Dans "Une traversée avec Don Quichotte", essai écrit en mai 1934, tandis que Mann se rendait en Amérique, fuyant le IIe Reich, c'est un magistral commentaire de l'oeuvre de Cervantès qui nous est donné. Définissant l'ouvrage comme un livre universel, qu'il est bon d'emporter dans un voyage à travers le monde, il tient à indiquer que la traduction allemande de Tieck a su lui donner un second visage. Cependant, il demeure perplexe quant à l'élément satirique du roman et des nouvelles, tandis qu'il éprouve envers la silhouette pacifique et tragi-comique du héros idéaliste une affection fraternelle, où la pitié le dispute à la compassion et à la vénération.

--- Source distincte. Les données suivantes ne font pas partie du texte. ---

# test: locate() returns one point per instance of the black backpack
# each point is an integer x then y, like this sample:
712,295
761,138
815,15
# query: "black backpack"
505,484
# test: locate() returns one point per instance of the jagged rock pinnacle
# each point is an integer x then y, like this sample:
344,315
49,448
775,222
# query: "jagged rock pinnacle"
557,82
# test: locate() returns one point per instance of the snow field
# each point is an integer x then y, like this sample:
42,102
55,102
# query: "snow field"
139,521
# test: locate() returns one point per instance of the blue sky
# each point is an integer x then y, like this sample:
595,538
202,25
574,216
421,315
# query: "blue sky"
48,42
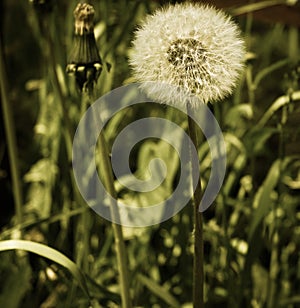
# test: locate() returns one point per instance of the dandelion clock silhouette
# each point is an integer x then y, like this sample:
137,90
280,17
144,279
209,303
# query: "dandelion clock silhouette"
187,55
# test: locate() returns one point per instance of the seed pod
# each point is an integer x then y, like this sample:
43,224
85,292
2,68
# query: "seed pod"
85,62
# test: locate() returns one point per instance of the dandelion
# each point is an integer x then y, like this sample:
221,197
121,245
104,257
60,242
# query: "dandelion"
85,62
186,51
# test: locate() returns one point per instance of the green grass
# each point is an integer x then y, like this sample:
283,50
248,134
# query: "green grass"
251,232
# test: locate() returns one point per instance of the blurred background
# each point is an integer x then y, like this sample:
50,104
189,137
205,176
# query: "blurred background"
252,231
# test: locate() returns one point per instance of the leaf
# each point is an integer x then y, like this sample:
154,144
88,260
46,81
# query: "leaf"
49,253
262,200
158,290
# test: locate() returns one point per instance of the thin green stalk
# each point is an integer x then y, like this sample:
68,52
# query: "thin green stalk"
108,181
68,130
198,267
11,139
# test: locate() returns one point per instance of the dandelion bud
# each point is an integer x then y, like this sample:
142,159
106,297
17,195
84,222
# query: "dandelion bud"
85,62
187,51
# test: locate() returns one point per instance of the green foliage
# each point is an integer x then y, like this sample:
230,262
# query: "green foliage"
251,233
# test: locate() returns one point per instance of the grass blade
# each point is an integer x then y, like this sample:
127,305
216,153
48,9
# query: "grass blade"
49,253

Un essai est également consacré à l'écrivain allemand "Theodor Storm", à titre d'introduction pour l'édition des "Oeuvres complètes" de cet auteur publiées chez Knauer: ici, se manifeste avec évidence la tendance de Mann à souligner ce qu'il peut y avoir d'imperfections et de ridicule chez de grands artistes et en même temps de rendre sensible et attachant ce que leur personnalité peut comporter de trop humain. Cependant le grand romancier allemand aura eu le mérite d'avoir attiré l'attention sur les beautés de certains poèmes de Storm qu'il préfère à ses nouvelles (à l'exception de "L'homme au cheval blanc", qui appartient désormais à la littérature mondiale) et d'avoir souligné, à côté de l'élément chrétien généralement reconnu chez cet auteur, l'élément proprement germano-nordique et légendaire ainsi que le pessimisme du XIXe siècle, dont ses oeuvres portent la marque.

Parmi les autres essais, retenons la préface qu'il écrivit en 1911, pour une nouvelle édition des "Oeuvres" de Chamisso, qui n'est pas comprise dans le volume "Souffrance et grandeur" mais fut publiée dans "Questions et réponses". Il s'agit là d'une pénétrante analyse sur la personnalité de l'auteur de "L'histoire merveilleuse de Peter Schlemihl": Thomas Mann indique quelles affinités liaient l'auteur à son personnage, affinités que l'on peut reconnaître et identifier dans ce ton de réalisme bourgeois qui persiste à travers les aventures les plus fabuleuses.

Citons encore un "Discours à propos de Lessing", où Mann, qui avait trouvé dans l'art de Wagner et la pensée de Nietzsche une sorte de justification de sa propre esthétique, exalte l'attitude critique de ce courageux défenseur de la vérité; véritable mission nationale que Thomas Mann lui-même assumera plus tard dans le domaine proprement politique (voir "Essais politiques"). Il reconnaît en  Lessing l'homme qui s'était déjà donné pour but, dans son oeuvre poétique, avec "Minna de Barnhelm" et "Nathan le sage", d'élever son peuple à l' idéal de l'humanité.